When Should a Company Consider Restricted Stock Grants to Executives?

Stock GrantsRestricted stock grants (RSGs) are one of the most common forms of equity compensation in publicly traded companies.

More than two-thirds of large publicly traded companies and half of small companies use RSGs. Generally, restricted stock grants provide executives grants of shares of stock that are subject to forfeiture unless certain conditions are satisfied.  The shares become available to the executive as the restrictions lapse, typically upon the completion of a period of employment or the attainment of a company performance goal.

RSGs are most useful as a means to recognize individuals with unique skills and contributions who are not normally eligible to receive stock options, such as high-potential middle managers and professional employees. Additionally, a company with difficulty retaining or recruiting key contributors can used RSGs as a recruitment bonus.  RSGs are especially attractive to private companies because the transfer restrictions ensure that outsiders will not be able to acquire shares of the company’s stock.

What Are The Advantages of Restricted Stock Grants?

RSGs are a popular form of equity compensation because they have significant retention characteristics (i.e., executives want to stay with the company until the restrictions lapse) and the uncertainty of the stock market (i.e., the executive receives value even if the stock price remains level, or even if it goes down) does not affect the value of RSGs.

What are The Disadvantages of Restricted Stock Grants?

RSGs are often criticized as a “freebie” for management because most companies condition the vesting of the stock only on service and do not impose any additional performance requirements. Therefore, executives are rewarded even when there is no improvement in a company’s performance. Additionally, existing share value is diluted as a result of RSGs for which no purchase price, or only a nominal one, has been paid.

What is the Tax Treatment of Restricted Stock Grants?

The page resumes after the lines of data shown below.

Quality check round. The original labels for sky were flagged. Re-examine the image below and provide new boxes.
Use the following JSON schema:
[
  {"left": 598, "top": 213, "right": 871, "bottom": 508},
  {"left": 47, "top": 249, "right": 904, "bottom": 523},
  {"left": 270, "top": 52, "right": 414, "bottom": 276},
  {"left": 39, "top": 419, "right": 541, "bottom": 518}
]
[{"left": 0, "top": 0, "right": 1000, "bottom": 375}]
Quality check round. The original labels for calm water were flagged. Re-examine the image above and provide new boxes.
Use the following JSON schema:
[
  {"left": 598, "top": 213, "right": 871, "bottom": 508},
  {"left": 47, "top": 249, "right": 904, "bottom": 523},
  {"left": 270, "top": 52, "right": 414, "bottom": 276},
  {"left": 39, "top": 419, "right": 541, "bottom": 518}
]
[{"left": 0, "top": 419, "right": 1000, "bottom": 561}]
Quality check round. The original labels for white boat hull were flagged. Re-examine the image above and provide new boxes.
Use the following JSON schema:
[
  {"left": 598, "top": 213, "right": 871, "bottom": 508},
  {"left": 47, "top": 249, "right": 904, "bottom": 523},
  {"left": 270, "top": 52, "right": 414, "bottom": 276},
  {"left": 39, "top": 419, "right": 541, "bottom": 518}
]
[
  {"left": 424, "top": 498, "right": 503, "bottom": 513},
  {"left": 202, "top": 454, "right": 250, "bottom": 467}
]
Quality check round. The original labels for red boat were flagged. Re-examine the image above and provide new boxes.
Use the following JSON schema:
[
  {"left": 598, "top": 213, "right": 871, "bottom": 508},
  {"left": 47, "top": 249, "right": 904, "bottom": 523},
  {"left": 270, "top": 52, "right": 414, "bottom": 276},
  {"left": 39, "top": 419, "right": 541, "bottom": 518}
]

The value of RSGs to an executive is taxable as ordinary income to the executive and deductible by the company in the year in which it is no longer subject to a substantial risk of forfeiture (i.e., upon vesting or when all restrictions lapse). Alternatively, the executive may elect to pay ordinary income at the time of grant and make an Internal Revenue Code (“Code”) Section 83(b) election. If an executive makes an 83(b) election, he or she will be taxed immediately on the fair market value of the restricted stock at the time of grant.  Dividends paid on the shares are normal dividend income, which is not subject to withholding and not deductible by the company. One disadvantage of a Code Section 83(b) election is that if an executive later forfeits the restricted stock, he or she will not be entitled to any refund of the taxes previously paid. However, he or she will be allowed to treat the forfeiture as a sale of the stock at a loss.

If the executive does not make an 83(b) election, dividends paid on restricted stock before the executive’s rights become substantially vested can be deducted by the company as a compensation expense.

This summary is intended to be informational and does not constitute legal advice. Hamby Benefits Law, LLC recommends that you consult with ERISA legal counsel to assist (i) in determining whether RSGs are the appropriate equity compensation for your company, and (ii) with drafting, implementation and administration of RSGs that comply with all necessary legal requirements.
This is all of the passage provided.